Can we find Stein operators if we have some characterization of a RV other than a formula for its distribution (such as its characteristic function) or is a formula for the pdf always required?

What information about the random variable can be used to find Stein operator other rather than a formula for its pdf?

The answer is yes. Stein operator is essentially no more than a differential equation $E$(written as an operator notation) which characterized a distribution $f$ as its unique solution. That is the reason why Stein operator method allows us to characterize distribution $f_Z$ as a unique solution to $E$. Consider the classic Stein operator $$E:f\mapsto f'(x)-xf(x)$$ and we can choose any $g:\mathbb{R}\rightarrow\mathbb{R}$ which is a bounded continuous function, then the Green function (simultaneously density function of a normal distribution)

$$f(x)=e^{\frac{x^{2}}{2}}{\displaystyle \int_{-\infty}^{x}(g(t)-\boldsymbol{E}_{f_Z}g(Z))e^{\frac{-t^{2}}{2}}dt}$$

is the unique bounded functional solution of the following ODE

$$f'(x)-xf(x)=g(x)-\boldsymbol{E}_{f_Z}g(Z)$$

Therefore the question to ask is what kind of $g$ you are looking for to characterize the distribution $f_Z$ using distribution properties of $g(Z),Z\sim f_Z$ to construct something on RHS and that is also why Stein operator is not unique, people usually find it hard to decide $g(x)$ in various applications due to the available measurement methods.
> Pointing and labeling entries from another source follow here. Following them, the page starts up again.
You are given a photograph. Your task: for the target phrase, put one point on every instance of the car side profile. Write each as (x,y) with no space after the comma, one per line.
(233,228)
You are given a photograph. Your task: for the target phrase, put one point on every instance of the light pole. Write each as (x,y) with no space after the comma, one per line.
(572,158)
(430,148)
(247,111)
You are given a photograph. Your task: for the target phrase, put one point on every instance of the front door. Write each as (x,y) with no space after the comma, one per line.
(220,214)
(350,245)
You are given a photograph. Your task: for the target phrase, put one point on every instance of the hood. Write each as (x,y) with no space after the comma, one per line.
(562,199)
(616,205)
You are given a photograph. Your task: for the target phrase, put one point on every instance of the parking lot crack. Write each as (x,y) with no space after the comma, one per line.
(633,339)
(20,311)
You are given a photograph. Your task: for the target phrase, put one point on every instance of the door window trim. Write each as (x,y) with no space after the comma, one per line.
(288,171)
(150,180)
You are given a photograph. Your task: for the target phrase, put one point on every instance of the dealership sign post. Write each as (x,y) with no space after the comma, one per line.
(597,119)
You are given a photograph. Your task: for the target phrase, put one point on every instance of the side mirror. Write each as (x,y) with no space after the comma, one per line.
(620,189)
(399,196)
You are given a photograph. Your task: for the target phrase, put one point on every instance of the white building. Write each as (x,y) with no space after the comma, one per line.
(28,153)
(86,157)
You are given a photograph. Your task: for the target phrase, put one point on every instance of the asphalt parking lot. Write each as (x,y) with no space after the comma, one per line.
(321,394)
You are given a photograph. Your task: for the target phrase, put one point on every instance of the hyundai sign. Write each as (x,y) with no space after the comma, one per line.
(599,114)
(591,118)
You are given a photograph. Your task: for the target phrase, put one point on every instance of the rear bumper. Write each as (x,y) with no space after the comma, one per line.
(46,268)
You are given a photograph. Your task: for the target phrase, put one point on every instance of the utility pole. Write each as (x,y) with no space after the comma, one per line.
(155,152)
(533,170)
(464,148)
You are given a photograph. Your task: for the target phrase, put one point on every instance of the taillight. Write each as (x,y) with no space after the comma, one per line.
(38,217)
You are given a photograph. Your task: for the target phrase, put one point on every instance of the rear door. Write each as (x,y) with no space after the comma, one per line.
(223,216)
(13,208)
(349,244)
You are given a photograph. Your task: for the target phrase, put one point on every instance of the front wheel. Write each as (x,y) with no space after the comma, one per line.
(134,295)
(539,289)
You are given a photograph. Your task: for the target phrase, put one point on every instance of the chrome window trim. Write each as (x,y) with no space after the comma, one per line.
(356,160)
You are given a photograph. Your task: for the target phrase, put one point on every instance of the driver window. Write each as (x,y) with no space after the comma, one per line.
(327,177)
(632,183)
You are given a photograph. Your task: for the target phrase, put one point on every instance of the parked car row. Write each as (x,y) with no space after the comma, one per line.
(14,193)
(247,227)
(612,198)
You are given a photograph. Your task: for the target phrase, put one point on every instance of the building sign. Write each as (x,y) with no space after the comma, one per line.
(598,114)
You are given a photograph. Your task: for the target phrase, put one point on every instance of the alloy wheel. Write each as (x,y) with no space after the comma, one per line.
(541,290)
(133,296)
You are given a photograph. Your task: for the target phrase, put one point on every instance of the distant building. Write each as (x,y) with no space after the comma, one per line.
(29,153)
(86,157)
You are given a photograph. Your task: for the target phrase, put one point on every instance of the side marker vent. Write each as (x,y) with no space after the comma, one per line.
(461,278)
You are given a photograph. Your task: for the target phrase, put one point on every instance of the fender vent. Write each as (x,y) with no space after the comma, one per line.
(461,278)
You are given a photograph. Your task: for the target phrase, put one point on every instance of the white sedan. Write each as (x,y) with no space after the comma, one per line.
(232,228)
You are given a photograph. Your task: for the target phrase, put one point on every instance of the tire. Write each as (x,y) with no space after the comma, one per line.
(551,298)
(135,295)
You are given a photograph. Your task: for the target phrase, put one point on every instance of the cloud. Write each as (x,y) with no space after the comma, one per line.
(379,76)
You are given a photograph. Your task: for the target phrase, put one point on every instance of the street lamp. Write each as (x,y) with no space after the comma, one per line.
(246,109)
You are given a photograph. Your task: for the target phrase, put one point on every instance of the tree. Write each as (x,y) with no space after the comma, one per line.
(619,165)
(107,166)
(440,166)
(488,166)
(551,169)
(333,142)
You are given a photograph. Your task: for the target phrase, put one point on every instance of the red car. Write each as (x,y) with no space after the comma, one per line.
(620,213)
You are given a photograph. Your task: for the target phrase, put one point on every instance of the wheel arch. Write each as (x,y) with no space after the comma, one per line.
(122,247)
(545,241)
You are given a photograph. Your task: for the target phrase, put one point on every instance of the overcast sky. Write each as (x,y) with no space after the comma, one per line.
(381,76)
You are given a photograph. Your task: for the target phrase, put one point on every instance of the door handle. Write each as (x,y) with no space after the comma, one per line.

For example, if we know some information about the fourth moment of $f_Z$, then I may choose a Stein operator $E_1:f\mapsto f^{(4)}$ and then figure out what kind of $g$ will serve this purpose on the RHS of the equation $Ef= G(\boldsymbol{E}_{f_Z}{Z^4})$. On the other hand if we know what kind of Stein equation we must have, we can equivalently set up the boundary condition of a certain differential equation on the fourth derivative of the characteristic function of $f$ and then seek a solution to theis equation.

Reference

Chen, Louis HY, Larry Goldstein, and Qi-Man Shao. Normal approximation by Stein’s method. Springer Science & Business Media, 2010.